Every 4th practitioners with an injury per season, women especially vulnerable
A total of 149 acute injuries were recorded during 565 athlete seasons. The absolute injury incidence - new injuries during a season - was 26.4 injuries per 100 athletes per season.
Female telemark athletes had a 50% higher risk of injury than men.
Researchers recorded 69 injuries that took place during the FIS WC races, corresponding to a relative incidence of 8.2 injuries per 1000 runs.
- These numbers are in line with those we know from the best alpine, snowboard, and freestyle athletes, says Melissa Woll Johansen.
The risk of knee injuries three times as high for women as for men
The knee was the most frequent injury localization (21%), followed by hand-finger thumb (20%), ankle (13%), and shoulder / clavicle (13%).
The most frequently injured body part was the knee, often resulting in absence from sport for more of a 1 month.

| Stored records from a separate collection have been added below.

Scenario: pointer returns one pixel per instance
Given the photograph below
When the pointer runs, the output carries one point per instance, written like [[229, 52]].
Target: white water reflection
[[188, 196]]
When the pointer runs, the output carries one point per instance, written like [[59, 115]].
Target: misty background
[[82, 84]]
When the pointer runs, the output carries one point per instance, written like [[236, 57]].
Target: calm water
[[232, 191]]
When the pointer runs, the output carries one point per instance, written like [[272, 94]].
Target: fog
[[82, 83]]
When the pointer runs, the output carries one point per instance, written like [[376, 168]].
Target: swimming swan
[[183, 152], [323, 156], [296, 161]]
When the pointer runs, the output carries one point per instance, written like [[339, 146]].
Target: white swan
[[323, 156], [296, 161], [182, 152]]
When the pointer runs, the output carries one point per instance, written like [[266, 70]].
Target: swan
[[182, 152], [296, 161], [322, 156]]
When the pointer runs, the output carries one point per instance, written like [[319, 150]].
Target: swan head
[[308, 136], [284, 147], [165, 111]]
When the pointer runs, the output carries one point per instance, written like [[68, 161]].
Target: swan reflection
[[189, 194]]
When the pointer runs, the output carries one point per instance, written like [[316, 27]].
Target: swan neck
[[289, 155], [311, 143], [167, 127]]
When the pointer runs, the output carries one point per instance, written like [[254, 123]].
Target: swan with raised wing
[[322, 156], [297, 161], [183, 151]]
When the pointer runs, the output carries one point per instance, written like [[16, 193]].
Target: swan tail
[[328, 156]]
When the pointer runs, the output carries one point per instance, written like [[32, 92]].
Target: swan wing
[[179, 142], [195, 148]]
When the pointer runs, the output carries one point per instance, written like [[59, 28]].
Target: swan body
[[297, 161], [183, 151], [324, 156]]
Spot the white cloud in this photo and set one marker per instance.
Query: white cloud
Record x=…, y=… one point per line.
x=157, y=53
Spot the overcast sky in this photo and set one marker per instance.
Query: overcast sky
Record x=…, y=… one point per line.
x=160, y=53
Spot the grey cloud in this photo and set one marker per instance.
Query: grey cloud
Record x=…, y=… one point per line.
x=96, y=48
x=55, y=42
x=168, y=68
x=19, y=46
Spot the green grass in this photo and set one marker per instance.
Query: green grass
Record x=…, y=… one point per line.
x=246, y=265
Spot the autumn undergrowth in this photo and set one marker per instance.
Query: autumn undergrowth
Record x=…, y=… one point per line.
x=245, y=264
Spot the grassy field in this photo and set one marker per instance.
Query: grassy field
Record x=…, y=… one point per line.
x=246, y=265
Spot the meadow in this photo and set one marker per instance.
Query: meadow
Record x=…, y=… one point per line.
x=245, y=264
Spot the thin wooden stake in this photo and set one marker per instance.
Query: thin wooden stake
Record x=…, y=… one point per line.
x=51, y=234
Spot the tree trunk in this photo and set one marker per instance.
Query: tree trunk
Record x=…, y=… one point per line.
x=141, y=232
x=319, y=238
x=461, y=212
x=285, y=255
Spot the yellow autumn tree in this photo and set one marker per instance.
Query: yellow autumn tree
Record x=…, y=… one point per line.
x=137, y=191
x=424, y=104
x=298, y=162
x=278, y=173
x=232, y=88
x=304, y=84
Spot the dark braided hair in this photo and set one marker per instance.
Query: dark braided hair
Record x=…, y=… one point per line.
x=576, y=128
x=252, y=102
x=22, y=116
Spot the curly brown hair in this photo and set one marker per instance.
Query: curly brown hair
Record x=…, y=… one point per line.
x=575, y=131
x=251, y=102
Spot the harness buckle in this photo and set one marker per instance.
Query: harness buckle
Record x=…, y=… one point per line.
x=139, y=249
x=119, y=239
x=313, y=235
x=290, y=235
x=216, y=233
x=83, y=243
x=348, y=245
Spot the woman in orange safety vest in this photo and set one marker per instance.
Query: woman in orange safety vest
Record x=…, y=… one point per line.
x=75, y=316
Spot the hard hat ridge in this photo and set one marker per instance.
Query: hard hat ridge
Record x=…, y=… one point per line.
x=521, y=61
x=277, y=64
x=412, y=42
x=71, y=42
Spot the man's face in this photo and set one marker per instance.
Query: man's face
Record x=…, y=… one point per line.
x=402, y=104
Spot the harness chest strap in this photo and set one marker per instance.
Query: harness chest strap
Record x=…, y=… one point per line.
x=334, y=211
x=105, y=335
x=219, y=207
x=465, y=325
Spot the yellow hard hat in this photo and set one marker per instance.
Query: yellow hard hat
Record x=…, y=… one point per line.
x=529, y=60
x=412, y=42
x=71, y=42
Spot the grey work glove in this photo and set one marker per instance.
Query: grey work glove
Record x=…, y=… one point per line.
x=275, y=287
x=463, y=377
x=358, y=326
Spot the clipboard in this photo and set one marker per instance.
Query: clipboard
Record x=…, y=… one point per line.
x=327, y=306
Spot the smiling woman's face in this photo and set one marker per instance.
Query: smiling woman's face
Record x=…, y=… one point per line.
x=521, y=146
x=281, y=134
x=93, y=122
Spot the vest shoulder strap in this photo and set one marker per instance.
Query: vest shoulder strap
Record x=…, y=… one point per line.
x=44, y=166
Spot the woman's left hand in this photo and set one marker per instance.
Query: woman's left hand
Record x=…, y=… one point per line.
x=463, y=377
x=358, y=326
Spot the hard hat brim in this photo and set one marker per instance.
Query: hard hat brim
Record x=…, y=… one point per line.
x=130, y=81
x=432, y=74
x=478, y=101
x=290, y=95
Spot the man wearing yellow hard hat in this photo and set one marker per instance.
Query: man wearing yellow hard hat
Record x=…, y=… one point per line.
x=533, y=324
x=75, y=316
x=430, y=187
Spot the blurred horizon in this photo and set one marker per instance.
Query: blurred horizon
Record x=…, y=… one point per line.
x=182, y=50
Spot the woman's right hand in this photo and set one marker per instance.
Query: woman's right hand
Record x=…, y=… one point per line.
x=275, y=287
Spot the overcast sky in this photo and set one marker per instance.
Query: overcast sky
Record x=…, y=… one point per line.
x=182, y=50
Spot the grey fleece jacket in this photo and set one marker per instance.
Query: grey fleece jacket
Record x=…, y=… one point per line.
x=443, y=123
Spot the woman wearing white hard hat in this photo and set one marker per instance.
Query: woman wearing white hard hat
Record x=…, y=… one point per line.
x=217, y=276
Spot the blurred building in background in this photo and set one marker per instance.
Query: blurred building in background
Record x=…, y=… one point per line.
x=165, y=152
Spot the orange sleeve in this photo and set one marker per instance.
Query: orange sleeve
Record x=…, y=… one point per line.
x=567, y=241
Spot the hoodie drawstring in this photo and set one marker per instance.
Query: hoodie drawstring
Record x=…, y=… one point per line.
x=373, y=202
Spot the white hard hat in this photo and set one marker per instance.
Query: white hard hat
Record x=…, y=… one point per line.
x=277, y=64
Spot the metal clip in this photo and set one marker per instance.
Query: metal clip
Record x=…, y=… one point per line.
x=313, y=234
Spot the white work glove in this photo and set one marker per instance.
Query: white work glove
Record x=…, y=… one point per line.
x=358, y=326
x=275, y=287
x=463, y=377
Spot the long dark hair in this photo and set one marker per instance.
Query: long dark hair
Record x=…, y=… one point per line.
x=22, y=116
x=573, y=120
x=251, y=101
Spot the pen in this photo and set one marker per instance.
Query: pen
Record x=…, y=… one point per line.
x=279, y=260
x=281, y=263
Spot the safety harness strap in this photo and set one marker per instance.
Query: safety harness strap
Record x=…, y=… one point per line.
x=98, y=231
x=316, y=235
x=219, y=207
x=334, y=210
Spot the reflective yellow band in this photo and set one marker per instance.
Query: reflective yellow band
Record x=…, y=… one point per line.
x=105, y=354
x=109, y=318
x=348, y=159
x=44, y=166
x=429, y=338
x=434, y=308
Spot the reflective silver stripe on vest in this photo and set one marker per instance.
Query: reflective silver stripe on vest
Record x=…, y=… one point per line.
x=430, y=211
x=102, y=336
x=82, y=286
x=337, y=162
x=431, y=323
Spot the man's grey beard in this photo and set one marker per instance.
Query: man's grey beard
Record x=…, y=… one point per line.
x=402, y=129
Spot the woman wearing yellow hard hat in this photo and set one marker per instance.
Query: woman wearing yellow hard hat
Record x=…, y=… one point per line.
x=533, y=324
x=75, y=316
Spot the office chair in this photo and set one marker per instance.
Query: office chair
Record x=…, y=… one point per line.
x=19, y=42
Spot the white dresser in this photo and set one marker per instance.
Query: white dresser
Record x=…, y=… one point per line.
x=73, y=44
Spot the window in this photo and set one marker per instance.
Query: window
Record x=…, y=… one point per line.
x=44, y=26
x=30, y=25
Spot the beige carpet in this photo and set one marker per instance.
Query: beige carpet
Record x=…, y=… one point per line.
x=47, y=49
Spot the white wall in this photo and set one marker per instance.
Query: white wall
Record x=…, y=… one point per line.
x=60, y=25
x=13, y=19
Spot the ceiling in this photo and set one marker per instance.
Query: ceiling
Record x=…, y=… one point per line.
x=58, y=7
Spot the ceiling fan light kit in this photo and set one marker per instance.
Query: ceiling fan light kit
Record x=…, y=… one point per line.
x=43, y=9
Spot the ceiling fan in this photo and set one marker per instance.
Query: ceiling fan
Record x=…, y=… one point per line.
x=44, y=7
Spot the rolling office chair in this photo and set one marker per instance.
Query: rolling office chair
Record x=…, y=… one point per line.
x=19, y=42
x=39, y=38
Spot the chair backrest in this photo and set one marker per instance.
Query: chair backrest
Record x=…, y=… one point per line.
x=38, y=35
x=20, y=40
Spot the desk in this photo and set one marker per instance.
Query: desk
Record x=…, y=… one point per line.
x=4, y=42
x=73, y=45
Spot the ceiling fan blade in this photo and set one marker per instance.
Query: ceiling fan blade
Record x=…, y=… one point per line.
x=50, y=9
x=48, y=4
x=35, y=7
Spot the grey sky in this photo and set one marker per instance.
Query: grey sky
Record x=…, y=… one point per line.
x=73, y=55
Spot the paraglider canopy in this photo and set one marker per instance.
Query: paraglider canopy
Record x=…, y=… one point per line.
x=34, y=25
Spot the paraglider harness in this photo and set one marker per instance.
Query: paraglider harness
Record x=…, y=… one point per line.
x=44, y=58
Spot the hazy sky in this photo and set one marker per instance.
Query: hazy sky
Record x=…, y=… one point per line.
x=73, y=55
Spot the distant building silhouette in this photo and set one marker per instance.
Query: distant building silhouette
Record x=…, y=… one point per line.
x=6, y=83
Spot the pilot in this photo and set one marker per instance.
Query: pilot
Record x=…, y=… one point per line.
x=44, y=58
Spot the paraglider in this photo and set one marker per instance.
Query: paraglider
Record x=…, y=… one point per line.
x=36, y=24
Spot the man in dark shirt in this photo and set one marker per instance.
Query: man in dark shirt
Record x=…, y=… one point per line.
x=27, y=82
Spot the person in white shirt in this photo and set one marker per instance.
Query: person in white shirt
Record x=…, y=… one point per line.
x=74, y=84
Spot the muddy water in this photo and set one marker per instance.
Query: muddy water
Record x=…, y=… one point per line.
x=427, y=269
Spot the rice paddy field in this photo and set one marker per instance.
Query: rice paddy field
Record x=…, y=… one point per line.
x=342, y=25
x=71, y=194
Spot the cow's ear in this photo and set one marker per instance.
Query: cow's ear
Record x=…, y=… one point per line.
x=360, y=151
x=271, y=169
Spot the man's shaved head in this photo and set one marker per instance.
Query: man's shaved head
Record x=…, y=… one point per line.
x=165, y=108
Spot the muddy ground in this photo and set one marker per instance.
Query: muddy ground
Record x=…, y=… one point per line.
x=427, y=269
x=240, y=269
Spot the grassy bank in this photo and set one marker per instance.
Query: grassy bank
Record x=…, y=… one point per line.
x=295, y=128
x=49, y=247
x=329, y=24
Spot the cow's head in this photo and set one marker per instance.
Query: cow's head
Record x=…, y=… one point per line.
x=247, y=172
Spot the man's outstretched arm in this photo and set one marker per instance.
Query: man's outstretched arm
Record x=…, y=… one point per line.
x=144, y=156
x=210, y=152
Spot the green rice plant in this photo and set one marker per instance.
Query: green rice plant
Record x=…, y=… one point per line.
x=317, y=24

The risk of sustaining a knee injury was 3 times higher for female than for male athletes, Corresponding figures for shoulder/collar bone injuries were 2.5 in disfavor female athletes.
How does the telemark sport benefit?
Prevention should focus on knee injuries, serious injuries, especially with a focus on female athletes. One can also ask questions about whether or not women and men should compete in the same course.
Besides Melissa W Johansen, the research team consisted of Sophie Steesntrup, Tone Bere, Roald Bahr and Lars Nordsletten.